I am informed that Ireland celebrated National Poetry Day on Thursday, and the US celebrates National Poetry Month every April. When I worked for a living, we celebrated ‘Poets Day’ every Friday … although, in our case, it stood for ‘P*** Off Early; Tomorrow’s Saturday’!
I have to admit, I’m not the greatest aficionado of poetry. I put this down to the fact that I grew up not a dozen miles from where William Wordsworth ‘ … wandered lonely as a cloud’, and had my fill of Mr. Wordsworth and his ‘ … dank verses, stuff’d with Lakeland sedges … ‘ by the time I was out of short pants.
Of course, poetry doesn’t have to rhyme; it’s also about the ‘metre’, or rhythm. I think of:
There was a young man from Japan
Whose verses just would not scan.
‘The trouble with me,
Is easy to see
I will insist on trying to fit as many damn words into the last friggin line as I possibly can’
And, speaking of Japan:
There was a young man
Who didn’t like limericks
So he wrote haiku.
The limerick is one of my favourite verse forms, although it’s hard these days to think of one that isn’t obscene, libellous or politically incorrect. So, ‘The Dirty Old Bishop of Birmingham …’ is definitely out, because that’s all three.

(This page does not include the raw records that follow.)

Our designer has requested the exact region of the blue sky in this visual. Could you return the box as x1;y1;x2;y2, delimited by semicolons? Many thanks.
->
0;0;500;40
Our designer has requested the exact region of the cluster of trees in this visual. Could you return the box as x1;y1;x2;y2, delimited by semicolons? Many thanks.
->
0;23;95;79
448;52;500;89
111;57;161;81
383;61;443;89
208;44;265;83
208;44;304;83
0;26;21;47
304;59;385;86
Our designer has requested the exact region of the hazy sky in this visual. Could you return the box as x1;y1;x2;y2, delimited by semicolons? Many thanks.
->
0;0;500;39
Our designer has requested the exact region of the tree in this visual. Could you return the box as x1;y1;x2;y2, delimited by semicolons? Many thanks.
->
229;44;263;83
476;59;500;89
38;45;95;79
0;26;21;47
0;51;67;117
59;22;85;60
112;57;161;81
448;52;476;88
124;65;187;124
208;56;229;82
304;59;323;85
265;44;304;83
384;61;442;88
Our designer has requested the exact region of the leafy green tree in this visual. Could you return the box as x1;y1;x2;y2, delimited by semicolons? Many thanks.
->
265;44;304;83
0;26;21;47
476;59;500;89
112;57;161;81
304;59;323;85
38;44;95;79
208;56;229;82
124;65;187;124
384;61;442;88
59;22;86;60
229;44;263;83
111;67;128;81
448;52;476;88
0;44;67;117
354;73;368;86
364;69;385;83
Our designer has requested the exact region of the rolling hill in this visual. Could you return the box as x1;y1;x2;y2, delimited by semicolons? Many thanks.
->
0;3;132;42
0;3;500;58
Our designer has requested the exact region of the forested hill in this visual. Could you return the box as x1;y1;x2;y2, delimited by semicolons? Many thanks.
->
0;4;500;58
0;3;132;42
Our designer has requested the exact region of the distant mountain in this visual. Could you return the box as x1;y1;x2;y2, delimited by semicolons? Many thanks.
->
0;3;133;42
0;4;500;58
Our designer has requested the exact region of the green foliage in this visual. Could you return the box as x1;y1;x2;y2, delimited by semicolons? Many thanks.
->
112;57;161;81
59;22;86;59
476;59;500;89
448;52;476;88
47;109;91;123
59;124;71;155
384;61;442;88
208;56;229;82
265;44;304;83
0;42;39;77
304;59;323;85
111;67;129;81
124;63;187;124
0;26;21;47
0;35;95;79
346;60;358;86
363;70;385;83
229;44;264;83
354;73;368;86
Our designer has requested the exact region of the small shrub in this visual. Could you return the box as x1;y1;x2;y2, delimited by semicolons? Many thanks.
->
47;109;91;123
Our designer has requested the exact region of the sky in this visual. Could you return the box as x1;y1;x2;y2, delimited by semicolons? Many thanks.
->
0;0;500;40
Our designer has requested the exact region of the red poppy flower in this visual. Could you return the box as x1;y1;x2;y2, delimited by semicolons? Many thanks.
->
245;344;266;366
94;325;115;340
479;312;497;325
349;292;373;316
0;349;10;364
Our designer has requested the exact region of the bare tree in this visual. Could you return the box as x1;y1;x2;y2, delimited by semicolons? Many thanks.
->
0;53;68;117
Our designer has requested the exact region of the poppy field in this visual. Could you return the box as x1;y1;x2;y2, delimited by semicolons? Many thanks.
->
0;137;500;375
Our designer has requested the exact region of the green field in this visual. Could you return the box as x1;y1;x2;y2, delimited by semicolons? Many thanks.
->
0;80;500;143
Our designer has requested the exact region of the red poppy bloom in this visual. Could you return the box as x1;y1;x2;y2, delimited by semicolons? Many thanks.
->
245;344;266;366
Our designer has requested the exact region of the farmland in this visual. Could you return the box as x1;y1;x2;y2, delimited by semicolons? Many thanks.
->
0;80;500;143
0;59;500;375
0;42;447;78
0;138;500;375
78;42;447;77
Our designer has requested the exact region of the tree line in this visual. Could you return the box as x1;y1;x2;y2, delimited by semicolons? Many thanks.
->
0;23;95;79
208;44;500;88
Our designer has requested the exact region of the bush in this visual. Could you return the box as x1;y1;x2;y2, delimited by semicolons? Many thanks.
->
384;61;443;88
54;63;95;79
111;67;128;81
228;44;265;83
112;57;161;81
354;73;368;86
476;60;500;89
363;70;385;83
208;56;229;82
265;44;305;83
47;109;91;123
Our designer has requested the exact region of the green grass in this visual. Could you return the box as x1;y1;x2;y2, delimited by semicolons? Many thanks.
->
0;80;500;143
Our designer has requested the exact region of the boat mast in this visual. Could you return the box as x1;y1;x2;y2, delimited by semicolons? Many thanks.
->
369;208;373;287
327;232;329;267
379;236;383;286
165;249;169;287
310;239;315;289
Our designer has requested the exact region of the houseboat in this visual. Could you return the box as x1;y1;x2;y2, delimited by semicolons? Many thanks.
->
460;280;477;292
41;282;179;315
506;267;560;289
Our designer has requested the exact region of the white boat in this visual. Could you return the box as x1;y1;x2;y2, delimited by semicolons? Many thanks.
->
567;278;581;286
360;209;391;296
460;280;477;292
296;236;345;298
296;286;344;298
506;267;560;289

Where you can have most fun with limericks is on the sometimes odd spelling or pronunciation of British place names, like:
There was a young girl from Carlisle
Who had such a bright, beaming smisle
In the darkness of night
She’d go out on her bike
And light up the road for a misle.
And, finally, my all time (printable) favourite:
A sea serpent from Salamanca
Bit a hole in a warship and sanca
It ate up the crew
(as sea serpents do)
And then picked its teeth with the anca.